Luciana Loureiro, procuradora da República na área de tutela dos direitos difusos e coletivos com destaque nas áreas de saúde e educação, falou a respeito da experiência do Ministério Público Federal com a violência obstétrica e possibilidades de atuação no tema. “É uma satisfação que a OAB também se engaje nessa luta de promoção dos direitos das mulheres e de combate à violência obstétrica, que é um tema que precisa ser cada vez mais falado porque uma das ferramentas mais importantes de luta contra a violência obstétrica é pelo oferecimento de informação”, declarou ela. “A violência obstétrica é uma violência contra a mulher, é uma violência de gênero. A gente precisa fazer esse recorte para entender que não é algo que ocorre somente no serviço de saúde e por profissionais da saúde. É algo que acontece na sociedade”, afirmou Luciana.
Valéria Eunice Machado secretária-geral da comissão especial de valorização da mulher advogada da OAB-GO e membro da comissão de direito médico e defesa da saúde da OAB-GO também criticou a posição do Ministério da Saúde em orientar pela retirada da do termo violência obstétrica das políticas e normas públicas.
“Temos de dar nomes aos bois. Temos de entender que, como qualquer paciente, a gestante tem certos direitos e a violência ocorre especialmente com a mulher por uma questão de gênero. Acontece em função da extrema vulnerabilidade pela condição de gestante. Tem algo errado. Estamos falando sim de ato discriminatório, não podemos esquecer isso. Não podemos deixar de nomear isto como violência obstétrica. Não podemos rechaçar todo o conteúdo já produzido nessa temática de violência obstétrica. Por isso a OAB já fez uma nota de repúdio a respeito do despacho do ministério da saúde”, afirmou ela. “O Ministério da Saúde, que é um órgão que deveria fazer políticas públicas baseadas em dados e evidências científicas, está, ao fazer um despacho como esse, rechaçando e censurando todas as evidências científicas produzidas até hoje sobre o tema. Não se faz política pública sem dados”, disse a advogada.

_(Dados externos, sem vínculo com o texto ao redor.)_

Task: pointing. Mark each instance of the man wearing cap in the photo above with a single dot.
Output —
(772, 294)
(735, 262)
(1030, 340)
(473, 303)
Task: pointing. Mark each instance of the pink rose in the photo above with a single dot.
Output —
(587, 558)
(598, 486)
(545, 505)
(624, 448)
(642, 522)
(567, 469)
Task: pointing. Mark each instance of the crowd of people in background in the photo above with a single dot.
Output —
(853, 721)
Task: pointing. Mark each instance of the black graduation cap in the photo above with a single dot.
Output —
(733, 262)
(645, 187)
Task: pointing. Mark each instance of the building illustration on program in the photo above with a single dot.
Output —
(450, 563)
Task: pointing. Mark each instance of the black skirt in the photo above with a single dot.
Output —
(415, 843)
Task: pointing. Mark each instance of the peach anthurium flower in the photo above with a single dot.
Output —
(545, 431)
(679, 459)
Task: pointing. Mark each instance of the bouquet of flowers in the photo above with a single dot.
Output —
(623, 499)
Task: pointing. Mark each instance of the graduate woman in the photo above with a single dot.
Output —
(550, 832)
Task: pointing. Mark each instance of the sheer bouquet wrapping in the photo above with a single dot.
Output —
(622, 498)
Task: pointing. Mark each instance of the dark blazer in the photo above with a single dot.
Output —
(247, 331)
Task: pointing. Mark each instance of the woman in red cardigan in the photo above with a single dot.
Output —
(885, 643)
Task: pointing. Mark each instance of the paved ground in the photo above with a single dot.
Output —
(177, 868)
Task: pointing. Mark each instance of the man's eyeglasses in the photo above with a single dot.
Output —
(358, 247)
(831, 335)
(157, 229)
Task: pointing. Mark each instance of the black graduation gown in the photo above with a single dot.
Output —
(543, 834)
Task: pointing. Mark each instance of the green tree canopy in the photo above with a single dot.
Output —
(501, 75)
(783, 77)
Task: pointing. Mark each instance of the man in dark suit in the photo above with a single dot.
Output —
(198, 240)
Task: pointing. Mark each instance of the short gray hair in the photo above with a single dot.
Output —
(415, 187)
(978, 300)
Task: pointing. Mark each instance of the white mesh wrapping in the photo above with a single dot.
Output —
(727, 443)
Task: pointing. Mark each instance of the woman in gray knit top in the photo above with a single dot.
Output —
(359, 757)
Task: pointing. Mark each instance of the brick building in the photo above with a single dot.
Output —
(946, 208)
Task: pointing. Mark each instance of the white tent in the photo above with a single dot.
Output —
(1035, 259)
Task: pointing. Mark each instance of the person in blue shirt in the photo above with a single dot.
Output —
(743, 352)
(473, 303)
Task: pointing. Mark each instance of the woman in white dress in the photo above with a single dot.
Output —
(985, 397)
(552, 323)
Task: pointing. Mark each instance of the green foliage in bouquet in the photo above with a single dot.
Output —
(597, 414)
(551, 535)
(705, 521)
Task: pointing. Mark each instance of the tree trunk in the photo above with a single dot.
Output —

Dulcielly Nóbrega de Almeida, defensora pública do Distrito federal e coordenadora do Núcleo de promoção e defesa dos direitos da mulher da defensoria pública, falou sobre o direito das mulheres, a violência obstétrica e plano de parto. “Temos hoje normas que reconhecem como direito da mulher o atendimento justo e humanizado desde a gestação até o nascimento da criança, pautado na autonomia da mulher”, explicou ela, que durante sua palestra fez uma análise da situação das mulheres negras. “Se fizermos um recorte racial, essa realidade é mais perversa ainda com as mulheres negras. Historicamente as mulheres negras são consideradas fortes e resistentes a dor e em função desse pensamento a elas não são oferecidas analgesias, por exemplo. Além disso, o corpo da mulher negra é menos tocado nos exames médicos”, criticou ela.